L’Italia, in questo, è avvantaggiata: può infatti far leva su un accurato monitoraggio sulle MST/IST reso possibile da due sistemi di sorveglianza, molto attivi sul territorio. Da un lato centri clinici che dal 1991 segnalano le persone con una diagnosi confermata di MST/IST in atto e dall’altro laboratori di microbiologia clinica, che invece riportano i casi di persone che si sottopongono a test di laboratorio per Chlamydiatrachomatis e/o Trichomonas vaginalis e/o Neisseria gonorrhoeae, entrambi coordinati dal Centro Operativo AIDS (COA) dell’Istituto Superiore di Sanità.

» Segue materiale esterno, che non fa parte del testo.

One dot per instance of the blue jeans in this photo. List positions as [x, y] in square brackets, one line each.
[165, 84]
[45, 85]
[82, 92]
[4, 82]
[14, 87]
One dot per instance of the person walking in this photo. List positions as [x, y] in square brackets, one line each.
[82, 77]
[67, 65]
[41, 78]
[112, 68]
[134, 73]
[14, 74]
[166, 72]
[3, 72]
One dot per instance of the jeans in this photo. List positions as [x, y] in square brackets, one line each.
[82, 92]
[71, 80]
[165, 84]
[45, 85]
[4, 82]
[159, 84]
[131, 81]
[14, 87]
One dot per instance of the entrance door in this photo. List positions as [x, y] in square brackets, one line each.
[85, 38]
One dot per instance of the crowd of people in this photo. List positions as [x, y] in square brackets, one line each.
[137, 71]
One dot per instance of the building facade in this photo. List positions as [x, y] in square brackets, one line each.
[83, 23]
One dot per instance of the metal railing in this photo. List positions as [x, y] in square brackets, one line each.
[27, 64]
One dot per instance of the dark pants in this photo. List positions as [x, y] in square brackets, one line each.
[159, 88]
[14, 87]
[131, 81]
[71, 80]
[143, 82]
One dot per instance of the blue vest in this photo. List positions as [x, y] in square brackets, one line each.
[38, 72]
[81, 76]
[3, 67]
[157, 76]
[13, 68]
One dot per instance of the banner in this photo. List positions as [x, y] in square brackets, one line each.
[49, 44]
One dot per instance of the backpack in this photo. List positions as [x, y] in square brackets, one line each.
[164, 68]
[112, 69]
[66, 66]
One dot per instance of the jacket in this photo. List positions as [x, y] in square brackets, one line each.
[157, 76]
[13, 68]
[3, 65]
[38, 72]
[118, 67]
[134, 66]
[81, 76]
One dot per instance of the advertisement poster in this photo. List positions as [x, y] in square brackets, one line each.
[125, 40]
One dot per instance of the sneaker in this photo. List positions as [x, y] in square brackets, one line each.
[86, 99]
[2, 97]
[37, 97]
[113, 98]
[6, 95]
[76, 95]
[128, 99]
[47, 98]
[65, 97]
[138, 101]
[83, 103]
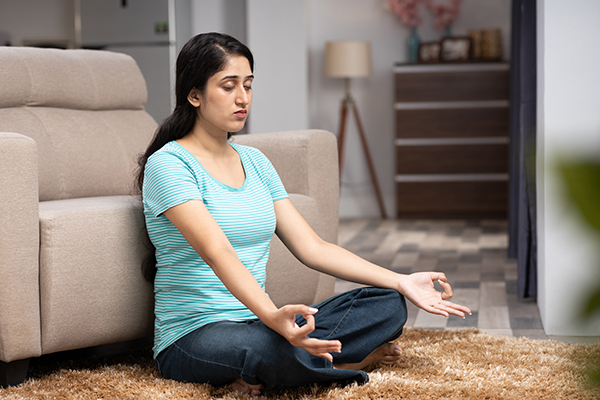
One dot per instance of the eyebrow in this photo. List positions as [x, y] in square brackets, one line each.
[236, 77]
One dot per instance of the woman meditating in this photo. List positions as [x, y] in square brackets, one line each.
[211, 208]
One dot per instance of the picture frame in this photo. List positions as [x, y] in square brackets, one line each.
[455, 49]
[429, 52]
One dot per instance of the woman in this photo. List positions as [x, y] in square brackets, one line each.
[211, 207]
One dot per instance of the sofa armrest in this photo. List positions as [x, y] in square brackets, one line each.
[307, 162]
[19, 248]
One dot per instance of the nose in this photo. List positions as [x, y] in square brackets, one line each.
[243, 97]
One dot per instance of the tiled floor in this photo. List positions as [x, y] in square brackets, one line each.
[472, 254]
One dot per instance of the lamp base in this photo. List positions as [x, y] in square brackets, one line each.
[348, 103]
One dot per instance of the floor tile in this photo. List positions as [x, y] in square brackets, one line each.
[472, 254]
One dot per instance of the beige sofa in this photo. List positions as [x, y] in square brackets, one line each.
[72, 124]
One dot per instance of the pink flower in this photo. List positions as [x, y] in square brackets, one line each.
[444, 13]
[406, 10]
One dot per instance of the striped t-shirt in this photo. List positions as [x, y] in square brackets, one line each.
[187, 292]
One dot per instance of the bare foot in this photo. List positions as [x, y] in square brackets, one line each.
[387, 354]
[245, 388]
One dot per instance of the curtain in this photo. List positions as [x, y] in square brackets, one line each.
[522, 187]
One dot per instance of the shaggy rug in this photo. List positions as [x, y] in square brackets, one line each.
[450, 364]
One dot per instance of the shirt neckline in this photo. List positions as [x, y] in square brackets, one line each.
[197, 162]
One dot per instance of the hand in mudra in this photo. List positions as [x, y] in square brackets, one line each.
[285, 324]
[420, 290]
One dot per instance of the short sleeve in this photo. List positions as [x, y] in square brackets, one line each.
[168, 181]
[274, 183]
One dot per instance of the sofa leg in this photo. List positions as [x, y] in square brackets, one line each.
[13, 373]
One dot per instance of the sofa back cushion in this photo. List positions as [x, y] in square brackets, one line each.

La raccolta di queste informazioni, quindi l’incrocio dei dati, consente di avere sempre presente lo stato attuale della diffusione di queste malattie: l’invio dei dati, rapido, tramite un sistema di segnalazione online via web ne favorisce il controllo.
Infine un ruolo attivo hanno anche le risorse: la famiglia, un luogo in cui si deve discutere senza tabù anche con adolescenti e giovani; la scuola, che si deve fare portavoce di messaggi educativi, tramite le conoscenze delle MST e il rispetto del partner, la formazione del personale sanitario con la promozione di corsi specifici sulle MST e, infine, il coinvolgimento del territorio, dagli ospedali, agli ambulatori/consultori, alle farmacie e Medici di Medicina Generale. Solo dalla partecipazione corale e globale e dalla “protezione” offerta ai giovani, educati alla responsabilità verso le MST, il problema potrà essere arginato, rendendo la loro vita più “sicura”, anche sessualmente.